Wiki: Docs2db Generated: 2026-02-13
Relevant source files The following files were used as context for generating this wiki page: - [src/docs2db/chunks.py](https://github.com/b08x/docs2db/blob/main/src/docs2db/chunks.py) - [src/docs2db/docs2db.py](https://github.com/b08x/docs2db/blob/main/src/docs2db/docs2db.py) - [src/docs2db/database.py](https://github.com/b08x/docs2db/blob/main/src/docs2db/database.py) - [src/docs2db/ingest.py](https://github.com/b08x/docs2db/blob/main/src/docs2db/ingest.py) - [README.md](https://github.com/b08x/docs2db/blob/main/README.md)

Embedding Models

Introduction

Embedding models in the docs2db system serve as the mechanism for converting textual content into vector representations that enable semantic similarity search within a PostgreSQL database. The system supports multiple embedding models through a configurable provider architecture, allowing users to select different embedding models based on their accuracy, performance, and resource requirements. The embedding process occurs after document ingestion and chunking, transforming the processed text chunks into numerical vectors that are stored alongside metadata for hybrid retrieval operations combining vector similarity with traditional BM25 full-text search.

The embedding workflow integrates with the broader RAG (Retrieval-Augmented Generation) pipeline, receiving input from the chunking stage and producing output that the database loading stage consumes. This architectural positioning means embedding models act as a critical transformation layer between raw text processing and the final searchable vector database.

Architecture Overview

Data Flow Architecture

The embedding system follows a sequential pipeline architecture where each stage produces artifacts consumed by the subsequent stage. The complete flow begins with document ingestion, proceeds through chunking with optional contextual enrichment, generates embeddings from the processed chunks, and culminates with database loading.

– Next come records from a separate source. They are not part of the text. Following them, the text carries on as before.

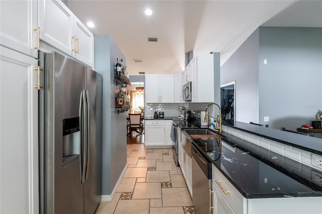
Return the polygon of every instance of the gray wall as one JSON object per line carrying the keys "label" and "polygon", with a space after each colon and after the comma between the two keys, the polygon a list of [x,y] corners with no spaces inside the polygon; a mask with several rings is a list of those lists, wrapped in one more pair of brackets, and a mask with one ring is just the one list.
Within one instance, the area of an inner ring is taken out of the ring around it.
{"label": "gray wall", "polygon": [[126,165],[126,117],[118,114],[114,78],[116,58],[125,57],[109,35],[95,35],[95,70],[103,75],[102,195],[111,195]]}
{"label": "gray wall", "polygon": [[[264,59],[267,60],[265,65]],[[322,108],[322,28],[259,28],[259,122],[296,130]]]}
{"label": "gray wall", "polygon": [[[258,29],[220,68],[220,84],[236,81],[236,121],[258,122]],[[219,102],[220,103],[220,102]]]}
{"label": "gray wall", "polygon": [[236,81],[236,120],[294,131],[315,120],[322,109],[321,38],[321,28],[257,29],[221,67],[221,84]]}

Processing Pipeline Sequence

The embedding operation is invoked through the CLI command docs2db embed or automatically through the docs2db pipeline command. The system uses a batch processing architecture that distributes embedding computation across multiple workers for improved throughput.

Supported Embedding Models

The docs2db system supports four embedding models, each identified by a specific configuration key used throughout the codebase. The model selection occurs through command-line parameters or configuration settings, with the default model being granite-30m-english.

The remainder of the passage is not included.